Michael Rout

Michael P Rout
Occupation(s)	Molecular and cellular biologist
Awards	Max Perutz Student Prize, MRC Laboratory of Molecular Biology (1989) Jane Coffin Childs Postdoctoral Fellowship,Jane Coffin Childs Memorial Fund for Medical Research (1990) Irma T. Hirschl Career Scientist Award, Icahn School of Medicine at Mount Sinai (1999) Rita Allen Foundation Scholarship, Rita Allen Foundation (2000) Presidential Early Career Award for Scientists and Engineers, National Science and Technology Council (2001)
Academic background
Education	BA MA (Cantab) PhD
Alma mater	University of Cambridge
Thesis	The Structure and Function of the Spindle Pole Body of the Yeast, Saccharomyces
Academic work
Institutions	The Rockefeller University National Center for Dynamic Interactome Research (NCDIR)
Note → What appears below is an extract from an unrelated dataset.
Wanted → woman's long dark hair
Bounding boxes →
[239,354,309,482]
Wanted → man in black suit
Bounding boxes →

Michael P Rout is a molecular and cellular biologist. He is the George and Ruby deStevens Professor and Head of the Laboratory of Cellular and Structural Biology at The Rockefeller University,^[1] as well as the Director of the National Center for Dynamic Interactome Research (NCDIR).^[2]

Rout's research focuses on the assembly and interactions of protein complexes in cells and their disease-related alterations. His particular focus is on the nuclear pore complex (NPC); collectively, his work and that of his colleagues have rationalized the architecture, transport mechanisms, and evolutionary origins of the NPC, and have helped explain why defects in the NPC contribute to the etiology of several diseases.^[3] Expanding the scope of his research, he established the NCDIR with support from the National Institutes of Health (NIH).^[4] He has received several awards for his work including the Max Perutz Student Prize by MRC Laboratory of Molecular Biology in 1989,^[5] Irma T. Hirschl Career Scientist Award by Icahn School of Medicine at Mount Sinai in 1999,^[6] Rita Allen Foundation Scholarship by the Rita Allen Foundation in 2000,^[7] Presidential Early Career Award for Scientists and Engineers (PECASE) by the National Science and Technology Council (NSTC) in 2001,^[8] Distinguished Teaching Award by The Rockefeller University in 2018,^[9] and the Emerging Leader Award by Bay Area Lyme Foundation in 2021.^[10]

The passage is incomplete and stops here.